Negli anni Sessanta Apfelbeck ha lavorato a lungo per la BMW. In particolare, per la casa bavarese ha progettato un paio di interessantissime teste a quattro valvole con camere emisferiche e distribuzione bialbero
Negli anni Sessanta Apfelbeck ha lavorato a lungo per la BMW. In particolare, per la casa bavarese ha progettato un paio di interessantissime teste a quattro valvole con camere emisferiche e distribuzione bialbero, che sono state realizzate e provate su motori quadricilindrici di 1600 e 2000 cm3. Sono state sperimentate tanto una soluzione con condotti pressoché orizzontali, che “sfociavano” ai due lati della testa, quanto una con valvole diametrali; in questo secondo caso c’erano otto condotti di aspirazione verticali e altrettanti di scarico, che fuoriuscivano quattro da una parte e quattro dall’altra della testa stessa. Con questi motori, installati in una monoposto di Formula Due, sono anche stati ottenuti alcuni record mondiali. Lo schema adottato prevedeva due bilancieri a dito per ogni valvola.
Le quattro valvole radiali sono state riportate alla ribalta dalla Honda nel 1983, quando sono entrati in produzione i nuovi monocilindrici delle serie XL e XR. In questo caso la distribuzione era monoalbero e ogni eccentrico comandava la propria valvola per mezzo di un bilanciere a due bracci e di un bilanciere a dito. In seguito la soluzione è stata anche impiegata sul modello Dominator di 650 cm3, esso pure di grande successo.
In aggiunta alle teste con quattro valvole veramente radiali o “diametrali” per ogni cilindro e camere di combustione emisferiche, vanno ricordate anche quelle nelle quali le coppia di valvole omologhe sono collocate una da una parte e una dall’altra, rispetto al centro della testa, e giacciono su due piani inclinati tra loro di un certo angolo, come nel classico schema bialbero che da anni domina la scena, ma sono azionate da camme leggermente troncoconiche.
In questo caso le due valvole di aspirazione (e spesso anche quelle di scarico) non sono perfettamente parallele tra loro; gli steli formano infatti un piccolo angolo (in genere si tratta di alcuni gradi soltanto), e divergono mano a mano che si allontanano dalla camera.
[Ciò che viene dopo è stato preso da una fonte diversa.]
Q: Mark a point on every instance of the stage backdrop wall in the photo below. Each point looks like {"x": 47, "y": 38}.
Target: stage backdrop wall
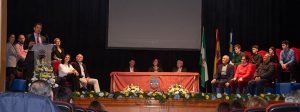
{"x": 83, "y": 26}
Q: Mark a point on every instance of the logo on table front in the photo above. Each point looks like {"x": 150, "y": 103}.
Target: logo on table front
{"x": 154, "y": 83}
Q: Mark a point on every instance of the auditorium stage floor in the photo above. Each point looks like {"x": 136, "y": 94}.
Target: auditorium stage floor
{"x": 143, "y": 105}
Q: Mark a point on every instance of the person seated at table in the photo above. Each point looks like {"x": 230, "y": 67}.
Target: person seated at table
{"x": 58, "y": 53}
{"x": 262, "y": 75}
{"x": 84, "y": 75}
{"x": 237, "y": 55}
{"x": 179, "y": 67}
{"x": 242, "y": 75}
{"x": 156, "y": 67}
{"x": 131, "y": 67}
{"x": 255, "y": 57}
{"x": 273, "y": 56}
{"x": 67, "y": 73}
{"x": 223, "y": 75}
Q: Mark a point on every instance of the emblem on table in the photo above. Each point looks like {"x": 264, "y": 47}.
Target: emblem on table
{"x": 154, "y": 83}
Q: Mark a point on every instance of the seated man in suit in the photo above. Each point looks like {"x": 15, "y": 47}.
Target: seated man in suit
{"x": 84, "y": 75}
{"x": 179, "y": 67}
{"x": 263, "y": 74}
{"x": 223, "y": 75}
{"x": 242, "y": 75}
{"x": 131, "y": 67}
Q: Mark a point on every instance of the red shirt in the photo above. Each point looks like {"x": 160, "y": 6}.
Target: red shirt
{"x": 244, "y": 72}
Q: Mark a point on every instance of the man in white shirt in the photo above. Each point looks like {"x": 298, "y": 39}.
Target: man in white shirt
{"x": 83, "y": 74}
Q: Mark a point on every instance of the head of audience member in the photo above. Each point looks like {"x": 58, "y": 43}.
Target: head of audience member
{"x": 223, "y": 107}
{"x": 179, "y": 63}
{"x": 256, "y": 102}
{"x": 285, "y": 44}
{"x": 79, "y": 58}
{"x": 225, "y": 59}
{"x": 64, "y": 94}
{"x": 41, "y": 87}
{"x": 255, "y": 49}
{"x": 272, "y": 50}
{"x": 57, "y": 42}
{"x": 293, "y": 96}
{"x": 237, "y": 48}
{"x": 37, "y": 28}
{"x": 155, "y": 62}
{"x": 131, "y": 63}
{"x": 21, "y": 39}
{"x": 11, "y": 39}
{"x": 97, "y": 106}
{"x": 266, "y": 58}
{"x": 244, "y": 60}
{"x": 66, "y": 59}
{"x": 236, "y": 105}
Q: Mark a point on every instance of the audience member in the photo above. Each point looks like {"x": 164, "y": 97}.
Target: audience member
{"x": 223, "y": 107}
{"x": 242, "y": 75}
{"x": 131, "y": 67}
{"x": 237, "y": 55}
{"x": 67, "y": 73}
{"x": 156, "y": 66}
{"x": 58, "y": 52}
{"x": 256, "y": 102}
{"x": 287, "y": 60}
{"x": 224, "y": 74}
{"x": 179, "y": 67}
{"x": 11, "y": 61}
{"x": 41, "y": 87}
{"x": 84, "y": 76}
{"x": 273, "y": 56}
{"x": 97, "y": 106}
{"x": 255, "y": 57}
{"x": 263, "y": 74}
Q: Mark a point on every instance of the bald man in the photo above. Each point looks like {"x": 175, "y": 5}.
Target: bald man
{"x": 84, "y": 75}
{"x": 223, "y": 75}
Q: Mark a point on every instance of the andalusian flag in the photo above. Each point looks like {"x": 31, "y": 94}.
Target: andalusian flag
{"x": 202, "y": 61}
{"x": 217, "y": 52}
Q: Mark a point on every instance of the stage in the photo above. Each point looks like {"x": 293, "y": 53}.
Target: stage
{"x": 149, "y": 105}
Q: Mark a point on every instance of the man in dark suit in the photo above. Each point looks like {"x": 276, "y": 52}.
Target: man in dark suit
{"x": 224, "y": 74}
{"x": 31, "y": 39}
{"x": 179, "y": 67}
{"x": 131, "y": 67}
{"x": 84, "y": 76}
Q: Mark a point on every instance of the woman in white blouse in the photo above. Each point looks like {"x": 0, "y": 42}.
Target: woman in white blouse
{"x": 67, "y": 73}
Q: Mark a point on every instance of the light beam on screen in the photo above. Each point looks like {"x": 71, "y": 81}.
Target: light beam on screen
{"x": 158, "y": 24}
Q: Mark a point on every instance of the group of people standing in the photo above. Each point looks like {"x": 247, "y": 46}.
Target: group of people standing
{"x": 251, "y": 73}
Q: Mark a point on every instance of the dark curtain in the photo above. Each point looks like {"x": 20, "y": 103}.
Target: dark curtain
{"x": 82, "y": 27}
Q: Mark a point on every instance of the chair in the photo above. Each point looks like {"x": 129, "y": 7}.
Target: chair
{"x": 284, "y": 107}
{"x": 255, "y": 110}
{"x": 64, "y": 106}
{"x": 79, "y": 109}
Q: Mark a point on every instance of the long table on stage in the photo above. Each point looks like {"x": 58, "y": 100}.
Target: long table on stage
{"x": 120, "y": 80}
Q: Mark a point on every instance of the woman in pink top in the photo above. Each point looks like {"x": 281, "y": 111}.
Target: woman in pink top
{"x": 242, "y": 75}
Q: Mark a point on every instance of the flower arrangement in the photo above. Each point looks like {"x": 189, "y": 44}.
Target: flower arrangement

Quest’ultima ha una conformazione che si discosta in misura pressoché trascurabile dalla classica a tetto e non si avvicina neanche lontanamente a quella emisferica. Le camme troncoconiche necessarie per azionare le valvole agiscono su punterie a bicchiere o su bilancieri a dito.
Il primo brevetto relativo a una soluzione di questo genere risale al 1924 ed è dovuto alla inglese Napier. La Porsche ha iniziato ad impiegarla nei primi anni Ottanta sul suo motore TAG V6 sovralimentato di Formula Uno.
A livello di coefficiente di efflusso ci possono essere (forse) lievissimi vantaggi in quanto mano a mano che le valvole si sollevano dalle sedi i loro funghi si allontanano progressivamente dalle pareti laterali della camera e del cilindro, il che riduce la loro “schermatura” da parte delle pareti stesse. Pure per quanto riguarda la forma della camera può darsi che ci sia un piccolissimo miglioramento. Questa soluzione viene impiegata su diversi motori da competizione. In campo motociclistico va segnalata la sua recente adozione da parte della BMW (per alcuni bicilindrici boxer, nei quali la scelta è stata dettata dalla necessità di contenere l’ingombro delle teste) e della MV Agusta.